Dulux is probably the most well-known paint manufacturer in the UK (and possibly elsewhere; I think that I'll save the trans-cultural statistical analysis of paint suppliers for a rainy day). Parker, meanwhile, remains the most famous pen manufacturer. If you look at the website of the latter, though, you'll find that they offer ink in just five colours: black, blue-black, blue, red, and green. And of those five, most people would, I think, only think of using blue, blue-black, or blue for everyday writing.

It's clear that something is wrong. The world is hideously out of balance. We're happy to live in a society that offers hundreds of different shades of paint for our houses, but we limit the choice to just two or three colours when it comes to inscribing our private thoughts in a diary, penning a passionate love letter, or making the apparently unique mark that is our signature. Can you imagine the riots that would ensue if people woke up to find that they could now paint their houses in just three bland colours? And can you, by the same token, imagine an angry mob picketing WH Smith (Britain's best-known chain of stationers, dear overseas readers) to demand the stocking of a hundred different writing inks?

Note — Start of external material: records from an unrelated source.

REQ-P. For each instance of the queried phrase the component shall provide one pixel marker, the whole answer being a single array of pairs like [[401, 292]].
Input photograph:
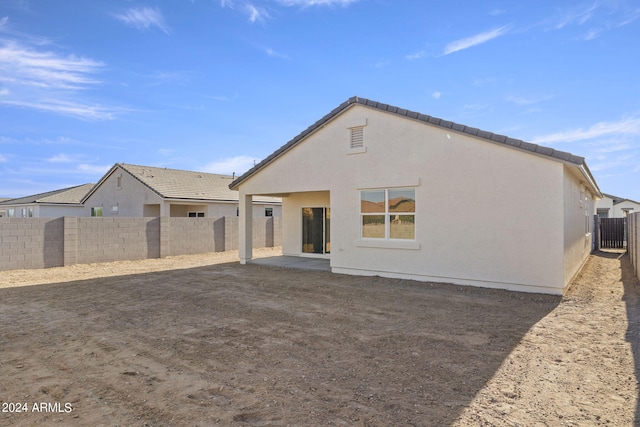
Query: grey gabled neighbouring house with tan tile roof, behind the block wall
[[136, 191]]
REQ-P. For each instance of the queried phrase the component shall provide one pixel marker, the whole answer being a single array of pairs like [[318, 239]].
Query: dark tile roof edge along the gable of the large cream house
[[492, 137]]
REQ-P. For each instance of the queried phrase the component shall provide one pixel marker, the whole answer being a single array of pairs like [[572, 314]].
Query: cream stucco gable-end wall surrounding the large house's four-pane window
[[486, 214]]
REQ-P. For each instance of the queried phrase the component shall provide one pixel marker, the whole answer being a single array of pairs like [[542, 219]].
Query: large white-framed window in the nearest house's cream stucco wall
[[388, 214]]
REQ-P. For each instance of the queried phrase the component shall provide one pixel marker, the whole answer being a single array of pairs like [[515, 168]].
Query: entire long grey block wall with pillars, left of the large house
[[30, 243]]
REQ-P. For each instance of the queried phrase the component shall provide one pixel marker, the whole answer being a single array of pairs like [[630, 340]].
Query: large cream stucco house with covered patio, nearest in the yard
[[380, 190]]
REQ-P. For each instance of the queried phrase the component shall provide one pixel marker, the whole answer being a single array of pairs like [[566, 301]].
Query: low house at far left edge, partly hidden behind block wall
[[53, 204]]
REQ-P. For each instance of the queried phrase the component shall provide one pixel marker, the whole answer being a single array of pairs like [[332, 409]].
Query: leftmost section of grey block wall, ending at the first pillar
[[27, 243]]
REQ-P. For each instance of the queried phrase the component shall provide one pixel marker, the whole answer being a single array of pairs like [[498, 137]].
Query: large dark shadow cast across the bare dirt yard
[[258, 345]]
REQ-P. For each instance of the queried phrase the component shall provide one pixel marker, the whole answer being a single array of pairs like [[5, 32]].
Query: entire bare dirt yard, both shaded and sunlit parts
[[202, 341]]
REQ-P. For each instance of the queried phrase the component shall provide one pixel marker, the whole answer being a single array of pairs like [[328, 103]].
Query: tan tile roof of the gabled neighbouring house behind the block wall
[[180, 184]]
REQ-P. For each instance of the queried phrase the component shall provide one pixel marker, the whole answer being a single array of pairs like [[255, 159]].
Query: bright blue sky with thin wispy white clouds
[[214, 85]]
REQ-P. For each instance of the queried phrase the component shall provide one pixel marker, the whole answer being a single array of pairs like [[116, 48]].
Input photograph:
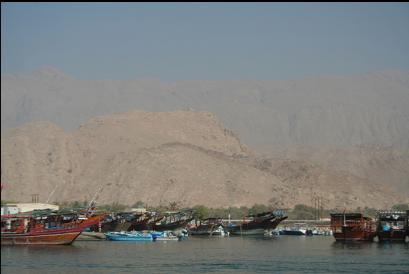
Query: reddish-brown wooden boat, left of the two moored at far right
[[352, 227]]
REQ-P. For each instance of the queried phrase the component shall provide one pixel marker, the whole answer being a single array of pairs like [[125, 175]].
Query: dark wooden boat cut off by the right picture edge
[[392, 226]]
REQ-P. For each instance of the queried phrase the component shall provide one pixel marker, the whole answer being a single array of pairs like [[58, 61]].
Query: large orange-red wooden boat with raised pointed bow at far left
[[44, 229]]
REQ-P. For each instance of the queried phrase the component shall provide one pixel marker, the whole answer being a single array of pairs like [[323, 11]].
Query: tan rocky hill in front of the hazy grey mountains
[[163, 157]]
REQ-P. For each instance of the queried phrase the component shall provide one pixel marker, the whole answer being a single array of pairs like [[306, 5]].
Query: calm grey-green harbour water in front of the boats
[[278, 254]]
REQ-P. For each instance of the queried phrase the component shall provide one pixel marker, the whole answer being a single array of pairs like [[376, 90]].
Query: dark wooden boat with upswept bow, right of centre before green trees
[[256, 224]]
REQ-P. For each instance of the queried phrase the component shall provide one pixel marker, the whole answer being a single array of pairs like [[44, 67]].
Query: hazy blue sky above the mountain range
[[173, 41]]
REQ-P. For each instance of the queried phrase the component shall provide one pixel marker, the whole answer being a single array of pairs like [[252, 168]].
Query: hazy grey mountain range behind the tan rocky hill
[[331, 111]]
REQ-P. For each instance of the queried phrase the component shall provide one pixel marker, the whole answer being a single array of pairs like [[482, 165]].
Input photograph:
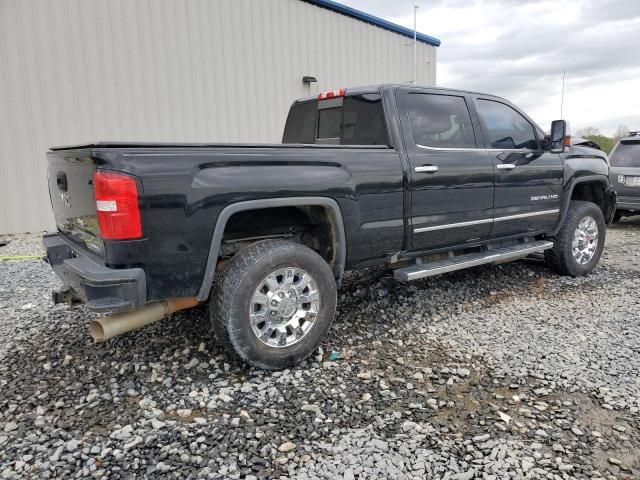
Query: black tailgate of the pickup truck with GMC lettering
[[70, 175]]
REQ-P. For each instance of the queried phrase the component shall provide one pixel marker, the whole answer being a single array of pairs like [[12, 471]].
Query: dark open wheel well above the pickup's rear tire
[[313, 226]]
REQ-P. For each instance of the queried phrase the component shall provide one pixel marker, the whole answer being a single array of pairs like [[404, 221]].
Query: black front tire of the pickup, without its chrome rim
[[560, 258]]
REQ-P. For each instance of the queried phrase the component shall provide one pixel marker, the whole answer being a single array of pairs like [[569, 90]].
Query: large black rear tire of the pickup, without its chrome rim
[[235, 284]]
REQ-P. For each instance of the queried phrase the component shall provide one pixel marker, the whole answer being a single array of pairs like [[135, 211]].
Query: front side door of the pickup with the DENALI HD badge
[[528, 182]]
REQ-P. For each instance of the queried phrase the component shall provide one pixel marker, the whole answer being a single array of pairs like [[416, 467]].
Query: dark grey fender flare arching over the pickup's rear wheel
[[230, 210]]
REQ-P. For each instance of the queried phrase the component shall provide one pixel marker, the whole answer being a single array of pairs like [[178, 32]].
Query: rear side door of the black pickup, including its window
[[451, 176]]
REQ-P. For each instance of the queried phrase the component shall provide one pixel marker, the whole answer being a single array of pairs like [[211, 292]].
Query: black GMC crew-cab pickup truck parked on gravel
[[423, 180]]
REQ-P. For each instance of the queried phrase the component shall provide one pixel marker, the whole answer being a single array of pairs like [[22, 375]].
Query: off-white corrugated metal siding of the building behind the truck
[[168, 70]]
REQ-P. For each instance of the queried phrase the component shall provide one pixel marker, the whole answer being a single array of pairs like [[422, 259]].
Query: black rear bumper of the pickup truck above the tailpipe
[[100, 287]]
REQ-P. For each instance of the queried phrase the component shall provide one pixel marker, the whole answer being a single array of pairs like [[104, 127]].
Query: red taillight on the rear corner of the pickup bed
[[117, 206]]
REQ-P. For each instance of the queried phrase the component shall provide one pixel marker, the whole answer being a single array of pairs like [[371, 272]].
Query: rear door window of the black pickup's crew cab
[[440, 121]]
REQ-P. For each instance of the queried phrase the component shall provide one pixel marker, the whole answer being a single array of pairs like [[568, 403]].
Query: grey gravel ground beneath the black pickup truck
[[498, 372]]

We've clearly painted ourselves into a corner. No one seems bothered by the fact that we're being brushed off when it comes to the business of writing. Yes, online ink retailers offer inkthusiasts the chance to purchase hundreds of different colours, but I want to see these colours in the High Street. Perhaps it is time for a new political organization -- The Ink Party -- to be launched. People Need Ink! Unlike our rivals, we'd be inkorruptible, and our manifesto would be handwritten in the finest, most vibrant ink. Our rallying song would be a reworked version of 'Jerusalem':

I will not cease from mental fight,
Nor shall my fountain pen sleep in my hand
Till we have built Jerusalem
From green, sepia and other pleasant shades of ink
.

Ink in use today: Diamine Golden Brown.